At the beginning of a new year, we often look back at how things have changed. For me, I’d rather look forward to 2019 because of some great changes we’re making in how our patients receive care at Campbell County Health.

Anyone who has spent time at Campbell County Memorial Hospital (CCMH) as an inpatient knows that the rooms are small, the bathrooms are even smaller, and it can be very cramped and uncomfortable for family members to stay with their loved one. New mothers must move to a different hospital room after the birth of their baby, a set-up that isn’t used anymore in most hospitals today. The birth experience will completely change beginning this summer when brand new rooms for moms and babies are completed. The new Maternal Child unit has rooms where the mother labors, delivers and stays after the birth, called LDRPs.

We are replacing all the patient rooms in the hospital for the first time since CCMH was built over 35 years ago in Gillette, Wyoming.
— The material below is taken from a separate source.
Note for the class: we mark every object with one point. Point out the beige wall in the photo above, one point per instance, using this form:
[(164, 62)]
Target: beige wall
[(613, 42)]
A project this size requires forecasting the future, and the planning began over five years ago. So, how many beds will we need to accommodate our patients 40-50 years into the future? We gathered information and made our best guess, and changed the plan at least twice before construction began. The plan changed again about a month ago, when the Board of Trustees approved the addition of seven more rooms for the Intensive Care Unit. The new size of 29 Medical/Surgical and ICU rooms will give us the flexibility we need to care for an aging population with more acute healthcare needs. Adding beds will take more construction time, so those rooms on the west side of the project won’t be finished until early 2020.

We’ve always recognized the positive impact that technology can have on patient care and have been fortunate to be able to upgrade our medical equipment regularly. Our first telemedicine project, remote monitoring for patients from their homes to our Home Health department has also made its debut, which you can read about in A modern version of a house call.

Later this spring we will implement a partnership program with Wyoming Medical Center called TeleStroke Wyoming. Neurologists at WMC will be able to participate in patient care and decision making for stroke patients in real time through high-definition cameras and display monitors in the Emergency department. Studies show that stroke treatment times decrease and treatment choices improve when a neurologist is involved at the earliest stages of care.

We’re also looking at expanding telemedicine opportunities into primary care in Campbell County, Wyoming, making primary care more accessible and affordable for our community.

I’m pleased to congratulate the Campbell County Healthcare Foundation on reaching their fundraising goal for the PET/CT project. PET, or Positron Emission Tomography, is a type of imaging that monitors the progress of cancer treatment and can detect if cancer has spread to other parts of the body. CCH partnered with the Healthcare Foundation to purchase the PET equipment, along with a new CT scanner, for the Heptner Cancer Center. They were able to raise their half of the $1.5 million in only 13 months, and we hope to have the new equipment installed by early summer.

I believe that 2019 will be a year filled with opportunities and challenges as we continue to adapt to the ever-changing landscape of healthcare. One thing that will never change is our continuing commitment to serving our community by providing a lifetime of care with dedication, skill and compassion.